In the UK and other wealthier countries doctors have the time to assess the needs of individual patients and a wide choice of different drugs, such as statins, to chose from. "In the UK, the advantages would be more marginal and you would probably want a clinical trial to see any benefits over what is offered at the moment."

Effectiveness of polypill for primary and secondary prevention of cardiovascular diseases (PolyIran): a pragmatic, cluster-randomised trial

The PolyIran study was a two-group, pragmatic, cluster-randomised trial nested within the Golestan Cohort Study (GCS), a cohort study with 50,045 participants aged 40-75 years from the Golestan province in Iran. Clusters (villages) were randomly allocated (1:1) to either a package of non-pharmacological preventive interventions alone (minimal care group) or together with a once-daily polypill tablet (polypill group). Randomisation was stratified by three districts (Gonbad, Aq-Qala, and Kalaleh), with the village as the unit of randomisation.

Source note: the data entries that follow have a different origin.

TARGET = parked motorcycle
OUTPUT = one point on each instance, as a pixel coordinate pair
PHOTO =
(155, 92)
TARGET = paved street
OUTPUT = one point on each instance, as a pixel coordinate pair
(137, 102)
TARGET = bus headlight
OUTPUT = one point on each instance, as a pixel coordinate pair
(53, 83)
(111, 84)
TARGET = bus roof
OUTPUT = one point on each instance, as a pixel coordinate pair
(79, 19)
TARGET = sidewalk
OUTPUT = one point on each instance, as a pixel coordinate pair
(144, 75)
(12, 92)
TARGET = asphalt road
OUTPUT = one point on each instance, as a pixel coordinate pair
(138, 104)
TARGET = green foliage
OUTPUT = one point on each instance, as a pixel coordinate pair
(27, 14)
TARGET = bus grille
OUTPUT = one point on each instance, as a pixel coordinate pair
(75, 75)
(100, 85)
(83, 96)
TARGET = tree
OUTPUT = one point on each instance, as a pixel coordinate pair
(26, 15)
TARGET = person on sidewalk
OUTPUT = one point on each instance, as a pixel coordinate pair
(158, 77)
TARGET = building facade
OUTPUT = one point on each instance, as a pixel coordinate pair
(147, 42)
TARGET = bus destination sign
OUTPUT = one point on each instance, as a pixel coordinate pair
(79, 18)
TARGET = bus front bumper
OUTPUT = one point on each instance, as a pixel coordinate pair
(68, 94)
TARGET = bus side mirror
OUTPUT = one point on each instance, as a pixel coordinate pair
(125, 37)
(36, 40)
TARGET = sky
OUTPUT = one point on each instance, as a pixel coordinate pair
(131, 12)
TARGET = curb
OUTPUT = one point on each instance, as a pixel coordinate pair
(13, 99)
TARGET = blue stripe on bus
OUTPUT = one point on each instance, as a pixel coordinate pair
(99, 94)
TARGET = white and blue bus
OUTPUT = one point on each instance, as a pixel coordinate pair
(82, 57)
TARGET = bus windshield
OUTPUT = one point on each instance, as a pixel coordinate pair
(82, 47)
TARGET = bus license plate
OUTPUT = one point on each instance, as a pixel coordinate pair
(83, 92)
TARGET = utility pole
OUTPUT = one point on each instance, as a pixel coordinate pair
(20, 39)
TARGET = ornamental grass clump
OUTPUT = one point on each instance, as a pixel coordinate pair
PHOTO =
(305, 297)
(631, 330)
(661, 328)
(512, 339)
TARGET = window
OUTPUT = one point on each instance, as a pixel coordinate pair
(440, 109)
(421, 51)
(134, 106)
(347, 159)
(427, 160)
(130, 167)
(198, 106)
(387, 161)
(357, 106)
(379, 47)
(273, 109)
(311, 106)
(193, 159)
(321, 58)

The non-pharmacological preventive interventions (including educational training about healthy lifestyle - eg, healthy diet with low salt, sugar, and fat content, exercise, weight control, and abstinence from smoking and opium) were delivered by the PolyIran field visit team at months 3 and 6, and then every 6 months thereafter. Two formulations of polypill tablet were used in this study. Participants were first prescribed polypill one (hydrochlorothiazide 12.5 mg, aspirin 81 mg, atorvastatin 20 mg, and enalapril 5 mg). Participants who developed cough during follow-up were switched by a trained study physician to polypill two, which included valsartan 40 mg instead of enalapril 5 mg. Participants were followed up for 60 months. The primary outcome - occurrence of major cardiovascular events (including hospitalisation for acute coronary syndrome, fatal myocardial infarction, sudden death, heart failure, coronary artery revascularisation procedures, and non-fatal and fatal stroke) - was centrally assessed by the GCS follow-up team.

We enrolled 6838 individuals into the study - 3417 (in 116 clusters) in the minimal care group and 3421 (in 120 clusters) in the polypill group. During follow-up, 301 (8.8%) of 3417 participants in the minimal care group had major cardiovascular events compared with 202 (5.9%) of 3421 participants in the polypill group (adjusted hazard ratio [HR] 0.66). When restricted to participants in the polypill group with high adherence, the reduction in the risk of major cardiovascular events was even greater compared with the minimal care group (adjusted HR 0.43). The frequency of adverse events was similar between the two study groups.

Comments

@Reason and/or others: In Norway these drugs are only available under strict prescription. Maybe anyone can start a business to sell a polypill with generics. Even if its illegal no one can stop it in the same way its impossible to stop narcotics.

Posted by: thomas.a at August 30th, 2019 4:57 PM

Heart diseases are mostly caused by lifestyle choices. So basically this kind of polypill will help unhealthy people reduce their chances of premature death. I wouldn't call it an anti-aging feat.

Posted by: marten at August 31st, 2019 11:11 AM

Most heart disease is caused by life style, that does not make the tens of millions whom are genetically susceptible to heart disease any less treatable.

Studies focused on cost reduction of drugs strike me as naive. All of the drugs in the study are sold at a 1000%+ markup over cost to manufacture.

Posted by: JohnD at August 31st, 2019 11:38 AM

From the study: overall mortality adjusted hazard ratio 0·93 (0·77-1·11) (p=0·43) when adjusted for age, sex, pre-existing major cardiovascular events, diabetes,
and hypertension. So if there's something there it isn't much.